Gewinner und Verlierer der Woche

Gewinner der Woche

„Es fehlt nur noch ein kleines bisschen zur absoluten Mehrheit“, sagt Ulrich Siegmund (35), der AfD-Spitzenkandidat  für die Landtagswahl am 6. September in Sachsen-Anhalt. Nur noch wenige Prozentpunkte trennen das „Land der Frühaufsteher“ von einer besseren Zukunft, könnten einen Domino-Effekt auslösen, der ganz Deutschland die Rückkehr zu Wohlstand, wahrer Demokratie, nationaler Würde und bürgerlichen Freiheiten verheißen würde.

In Sachsen-Anhalt erreicht die AfD laut aktueller MDR-Umfrage vier Monate vor der WAHL DES JAHRES 41 Prozent und nähert sich damit unaufhaltsam der absoluten Mehrheit. Spitzenkandidat Ulrich Siegmund ist sich schon jetzt sicher: „Wir werden hier Geschichte schreiben!“

„Es fehlt jetzt nur noch ein ganz kleines bisschen, ein, zwei Prozent zur absoluten Mehrheit“, sagte Siegmund im Gespräch mit WELT TV – „und das möchten wir erreichen.“

Der Deutschland-Kurier meint: Den Rotkäppchen-Sekt schon mal kaltstellen!

 

Verlierer der Woche

Bundesarbeitsministerin Bärbel Bas (58/SPD) wäre viel lieber technische Zeichnerin geworden. Erzählt sie. Doch potentielle Arbeitgeber sagten ihr angeblich wegen fehlender Damentoiletten ab. Komisch, dass Politikern in ihrem Leben immer genau das passiert, was perfekt zu ihren politischen Ansichten und ihrem Weltbild passt – soll heißen: Bei Bas scheiterte der Traumberuf an der Diskriminierung, nicht etwa an mangelnder Qualifikation (Hauptschulabschluss).

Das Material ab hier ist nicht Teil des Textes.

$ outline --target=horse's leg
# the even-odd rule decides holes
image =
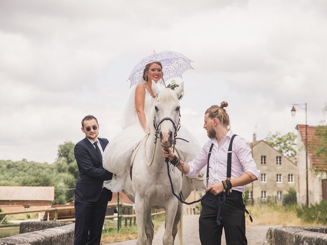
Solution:
[[[173,225],[177,211],[178,202],[177,199],[173,197],[166,204],[166,230],[162,238],[164,245],[173,245],[174,244]]]
[[[154,233],[154,226],[151,218],[151,210],[149,209],[147,213],[147,223],[145,225],[145,233],[147,235],[147,245],[152,245]]]
[[[176,235],[177,234],[177,232],[178,231],[178,228],[177,225],[178,225],[178,223],[179,220],[180,220],[180,218],[182,216],[182,214],[183,213],[183,204],[180,202],[178,202],[178,207],[177,207],[177,212],[176,214],[176,216],[175,217],[175,220],[174,220],[174,225],[173,226],[173,239],[174,239],[174,242],[175,242],[175,238],[176,238]],[[181,231],[180,231],[181,232]],[[181,237],[180,237],[181,238]]]
[[[145,233],[145,227],[147,222],[147,207],[144,199],[141,198],[138,194],[135,198],[135,211],[137,223],[137,245],[146,245],[147,237]]]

Nun, gehässige Zungen würden vielleicht sogar behaupten: Bei Bas handelt es sich nicht nur einfach um eine Hauptschülerin, sondern um einen umgangssprachlichen  „Honk“ („Hauptschüler ohne nennenswerte Kenntnisse“).

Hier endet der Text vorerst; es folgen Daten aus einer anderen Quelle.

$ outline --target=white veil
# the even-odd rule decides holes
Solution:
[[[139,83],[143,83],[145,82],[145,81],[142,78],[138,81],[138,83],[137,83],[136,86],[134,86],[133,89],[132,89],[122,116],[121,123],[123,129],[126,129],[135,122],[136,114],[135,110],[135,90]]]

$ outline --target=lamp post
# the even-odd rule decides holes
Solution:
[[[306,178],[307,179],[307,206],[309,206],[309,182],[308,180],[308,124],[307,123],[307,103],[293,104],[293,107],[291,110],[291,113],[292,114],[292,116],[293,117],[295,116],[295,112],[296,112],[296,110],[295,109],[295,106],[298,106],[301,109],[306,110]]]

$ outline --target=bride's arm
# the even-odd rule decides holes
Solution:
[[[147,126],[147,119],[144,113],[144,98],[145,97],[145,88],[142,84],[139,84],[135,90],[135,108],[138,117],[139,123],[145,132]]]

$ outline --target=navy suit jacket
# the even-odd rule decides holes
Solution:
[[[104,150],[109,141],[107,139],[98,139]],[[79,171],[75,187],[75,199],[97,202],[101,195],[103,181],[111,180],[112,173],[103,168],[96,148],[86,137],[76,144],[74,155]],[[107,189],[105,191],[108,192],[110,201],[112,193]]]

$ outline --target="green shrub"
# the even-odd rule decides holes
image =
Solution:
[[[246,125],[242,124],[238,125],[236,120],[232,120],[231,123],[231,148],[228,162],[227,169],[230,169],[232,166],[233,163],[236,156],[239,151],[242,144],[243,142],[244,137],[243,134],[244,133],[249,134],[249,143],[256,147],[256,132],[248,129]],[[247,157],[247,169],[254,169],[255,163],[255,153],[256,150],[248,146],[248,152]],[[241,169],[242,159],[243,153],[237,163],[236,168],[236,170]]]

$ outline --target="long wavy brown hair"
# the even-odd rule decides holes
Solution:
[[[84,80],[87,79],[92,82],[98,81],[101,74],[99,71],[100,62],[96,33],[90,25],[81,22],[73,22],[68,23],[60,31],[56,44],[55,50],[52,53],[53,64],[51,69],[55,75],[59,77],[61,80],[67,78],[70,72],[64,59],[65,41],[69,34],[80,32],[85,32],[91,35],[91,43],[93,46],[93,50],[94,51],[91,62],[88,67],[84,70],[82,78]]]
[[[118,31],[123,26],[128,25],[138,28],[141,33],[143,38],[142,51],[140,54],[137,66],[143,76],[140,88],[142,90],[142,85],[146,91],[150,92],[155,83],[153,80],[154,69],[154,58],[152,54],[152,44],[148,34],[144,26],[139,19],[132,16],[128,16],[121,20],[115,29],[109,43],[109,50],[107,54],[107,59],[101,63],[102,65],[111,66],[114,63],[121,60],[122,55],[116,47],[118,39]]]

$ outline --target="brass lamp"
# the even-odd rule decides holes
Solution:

Sagen wir so: Die Vermutung könnte zumindest naheliegen. Denn wer allen Ernstes behauptet, dass „niemand“ in die deutschen Sozialsysteme einwandert, hat entweder keine Ahnung (aber davon viel!) oder verdreht die Tatsachen absichtlich.

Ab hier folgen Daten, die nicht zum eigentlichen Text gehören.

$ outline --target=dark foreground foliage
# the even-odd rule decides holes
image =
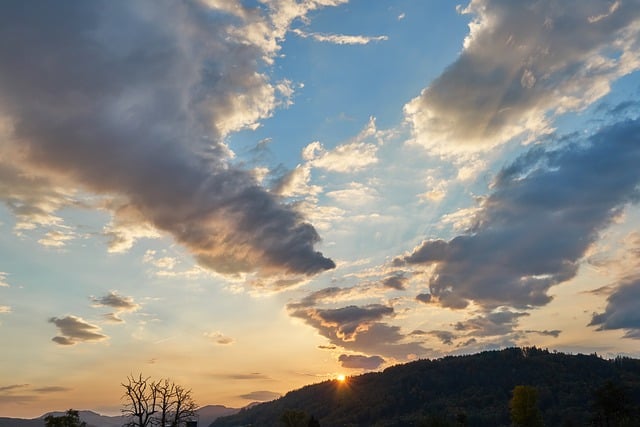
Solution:
[[[535,387],[545,426],[640,426],[640,360],[535,347],[419,360],[345,383],[325,381],[211,426],[283,426],[282,415],[291,411],[323,427],[510,426],[518,385]]]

Zuletzt wurde Bärbel Bas auf dem Arbeitgebertag ausgelacht, als sie sagte, der Bundeszuschuss für die Rentenversicherung käme nicht von den Beitragszahlern – sondern vom Staat. Das ist formal richtig. Leider vergaß die Genossin Arbeitsministerin, dass „der Staat“ in der Regel auch die Beitragszahler sind – und zwar in Gestalt von Steuerzahlern.

Der Deutschland-Kurier meint: Einmal mehr sind wir bas(s) erstaunt, wer hierzulande alles Minister werden kann!